In my last post I introduced the concept of evidence based management as one outcome from the spread of evidence based medicine. This post looks at some of the problems associated with the approach.
To start with a somewhat slippery distinction, that between management based on evidence and evidence based management.
All managers try, or should try, to base their decisions on the best information available to them. Further, they should review results and adjust their actions accordingly. We can call this management based on evidence. However, it is not quite the same as evidence based management, although it forms a key part of it.
To understand this, look at the first two core elements in evidence based medicine as I defined them in my introductory post on the lessons from evidence based medicine.
Element was research evidence, essentially what works and why. Element two was professional expertise, our capacity to understand and apply our professional knowledge in the circumstances of the particular case.
If you look at much of what passes for evidence based management in practice, it focuses on the second element, management and the act of managing in a particular organisation, largely ignoring one.
The world is presently obsessed with measurement.
Since the Second World War we have seen wave after wave of measurement related movements. Quality management, program evaluation, benchmarking, key performance indicators, performance measurement, performance improvement, process re engineering.
These movements have affected every aspect of life, not just management. As I write, there is a political dispute in Australia over the best way of measuring school performance. Evidence based medicine itself is another example of the measurement focus.

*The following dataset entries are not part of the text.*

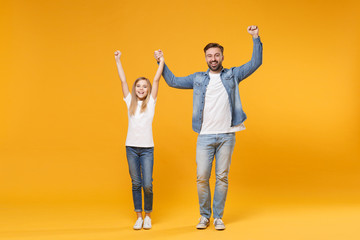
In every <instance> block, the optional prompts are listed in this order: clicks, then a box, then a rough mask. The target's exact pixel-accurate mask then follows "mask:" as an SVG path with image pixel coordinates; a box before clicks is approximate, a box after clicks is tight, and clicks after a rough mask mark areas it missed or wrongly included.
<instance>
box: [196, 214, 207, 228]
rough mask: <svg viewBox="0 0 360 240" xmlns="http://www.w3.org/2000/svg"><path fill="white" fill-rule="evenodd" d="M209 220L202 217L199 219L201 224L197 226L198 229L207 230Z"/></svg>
mask: <svg viewBox="0 0 360 240" xmlns="http://www.w3.org/2000/svg"><path fill="white" fill-rule="evenodd" d="M209 223H210V221H209V219H207V218H206V217H203V216H201V217H200V219H199V224H198V225H196V228H197V229H205V228H207V227H208V226H209Z"/></svg>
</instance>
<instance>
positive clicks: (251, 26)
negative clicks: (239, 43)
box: [247, 25, 259, 38]
mask: <svg viewBox="0 0 360 240" xmlns="http://www.w3.org/2000/svg"><path fill="white" fill-rule="evenodd" d="M247 30H248V33H250V35H251V36H253V38H257V37H259V28H258V27H257V26H255V25H252V26H249V27H248V28H247Z"/></svg>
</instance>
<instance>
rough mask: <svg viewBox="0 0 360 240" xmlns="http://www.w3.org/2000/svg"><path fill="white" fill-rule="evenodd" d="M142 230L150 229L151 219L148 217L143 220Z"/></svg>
mask: <svg viewBox="0 0 360 240" xmlns="http://www.w3.org/2000/svg"><path fill="white" fill-rule="evenodd" d="M143 228H144V229H151V218H150V217H149V216H146V217H145V219H144V226H143Z"/></svg>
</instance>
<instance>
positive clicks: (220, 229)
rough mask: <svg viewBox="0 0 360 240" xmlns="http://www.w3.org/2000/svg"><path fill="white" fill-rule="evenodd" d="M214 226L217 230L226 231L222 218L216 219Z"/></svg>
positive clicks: (214, 221)
mask: <svg viewBox="0 0 360 240" xmlns="http://www.w3.org/2000/svg"><path fill="white" fill-rule="evenodd" d="M214 226H215V229H216V230H224V229H225V224H224V222H223V221H222V220H221V218H215V219H214Z"/></svg>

Basing things on tangible measures seems intuitively sensible and scientific. The problem, however, is that many of the measurement approaches used in management do not appear to work and may even have adverse consequences.
Take performance appraisal as an example. There are many books on appraisal systems. Yet my experience as a consultant and manager has been that most appraisal systems simply do not work. That is, they have no discernible positive effect on organisational performance . Further, they continue in place even though staff at all levels will tell you that they are not working! Why is this so?
I think that part of the answer lies in management inertia, part lies in the fact that appraisal systems in bigger organisations are in fact devices for control and information collection rather than performance improvement. But part of the answer also lies in the difficulty of evaluating the contribution of the process itself, distinguishing between faults in design and faults in implementation.
We now have a number of different problems that can be linked to the two knowledge areas I talked about before.
I suggested that the first element was research evidence, essentially what works and why.
To be effective, evidence based management depends upon broader research intended to test what works and why. So in the case of performance appraisal we need research addressing the question of what works and why.
This then needs to be linked to element two, professional expertise, our capacity to understand and apply our professional knowledge in the circumstances of the particular case. This is not always easy. Material can be widely spread and not always easily accessible.
Here I want to pay a compliment to Bruce MacEwen's Adam Smith Esq. One of the reasons why Bruce's blog is so widely read in law and should be read more broadly is that he does report on the results of management research that he sees as relevant to practice management.
Even where the results of research and practice are linked, there is a further problem, actually evaluating outcomes at organisational level. Now here another problem comes in, one linked to the problem of professional silos, the definition of the appropriate evaluation path.
I first entered management consulting from a Government background with both Government and private sector clients. In talking to private sector clients, I was astonished to discover that they had never heard of program evaluation. I suspect that this is still true.
Program evaluation began in the 1960s "as a disciplined way of assessing the merit, value, and worth of projects and programs". It provides a complete tool kit of evaluation techniques. Yet because it comes out of a Government environment, its application in private sector management and by consultants and advisers helping private sector clients has been very limited.